The main requirement for the business was the dataload had to complete in 1 weekend, this included:
- Preparation
- The migration
- Validation and Testing
We also had to leave enough time to revert back to the existing database if needed, so.. when we say a weekend we really mean 30 hours or so.
Many “off the self” products were tried but none met the throughput needs of the customer. The products had powerful features in terms of data transformation but we found using these features would reduce the throughput of the migration process.
After many discussions around optimization and possibly changing the roll out plan to remove the weekend restriction, it was agreed that we needed to try to code our own migration product.
For this, we had the following design goals:
- Any field type must be supported, e.g. lookups, optionsets, relationships
- Highly optimised performance
- Must log all migrated data
- Must be able to write back to the source (allows us to GUID stamp the source ROW with the CRM ID)
- Must support updates
- Must be simple to use
Also, as we are competent developers we followed good TDD practices and even had the facility to control DM runs from TFS so it could be plumbed into a continues integration cycle.
We used a pipeline pattern and code factory could load in the pipeline component at each stage so a basic data-load would carry out the following:
The pipeline concept allows the flexibility to insert extra components as required. For example, a pipeline component to reopen Inactive records for updating, and closing them afterwards was implemented.

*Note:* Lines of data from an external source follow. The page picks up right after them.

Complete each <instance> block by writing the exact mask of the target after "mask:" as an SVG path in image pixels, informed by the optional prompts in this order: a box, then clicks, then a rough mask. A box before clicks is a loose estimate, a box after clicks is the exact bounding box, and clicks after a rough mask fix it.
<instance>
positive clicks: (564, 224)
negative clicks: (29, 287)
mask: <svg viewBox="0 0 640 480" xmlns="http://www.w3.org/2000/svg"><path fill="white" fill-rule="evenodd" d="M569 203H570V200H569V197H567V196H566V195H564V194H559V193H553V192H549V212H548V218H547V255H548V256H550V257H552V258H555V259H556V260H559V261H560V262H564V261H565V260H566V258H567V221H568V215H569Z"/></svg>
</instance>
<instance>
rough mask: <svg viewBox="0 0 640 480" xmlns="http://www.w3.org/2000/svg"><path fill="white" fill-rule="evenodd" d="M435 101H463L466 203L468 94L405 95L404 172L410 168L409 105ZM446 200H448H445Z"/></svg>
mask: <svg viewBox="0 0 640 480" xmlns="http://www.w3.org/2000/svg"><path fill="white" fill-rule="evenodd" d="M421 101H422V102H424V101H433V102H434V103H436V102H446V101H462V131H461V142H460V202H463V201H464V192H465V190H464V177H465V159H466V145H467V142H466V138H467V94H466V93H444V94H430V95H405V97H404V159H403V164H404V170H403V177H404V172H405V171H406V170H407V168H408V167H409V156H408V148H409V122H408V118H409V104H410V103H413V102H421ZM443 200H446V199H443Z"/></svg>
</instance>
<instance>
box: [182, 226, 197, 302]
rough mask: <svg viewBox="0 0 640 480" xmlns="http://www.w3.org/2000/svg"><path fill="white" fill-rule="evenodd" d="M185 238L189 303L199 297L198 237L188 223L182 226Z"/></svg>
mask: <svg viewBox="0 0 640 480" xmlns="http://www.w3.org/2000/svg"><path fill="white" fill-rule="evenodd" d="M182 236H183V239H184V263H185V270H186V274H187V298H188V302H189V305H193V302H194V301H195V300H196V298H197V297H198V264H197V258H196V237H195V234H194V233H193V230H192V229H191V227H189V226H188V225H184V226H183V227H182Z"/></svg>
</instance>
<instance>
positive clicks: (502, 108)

The headline performance figures for simple entity creation on a load balanced environment with 4 front end servers was over 120k records per minute.
The key optimisations to reach this throughput were:
- Optimal number of threads for the environment
- Increasing the maximum number of .Net sockets available
- ExecuteMultiple calls to batch updates and reduce SQL locks
- General CRM db optimisations
To keep the approach very simple, the source is taken from an intermediate SQL data-source, this allows the data to be transformed before it hits the dataloader allowing staff that understand the legacy schema to prepare the data. In our customers case, SSIS was used for this initial transformation however many other options are available.
If you can produce the data in SQL (or CSV) you can load it quickly.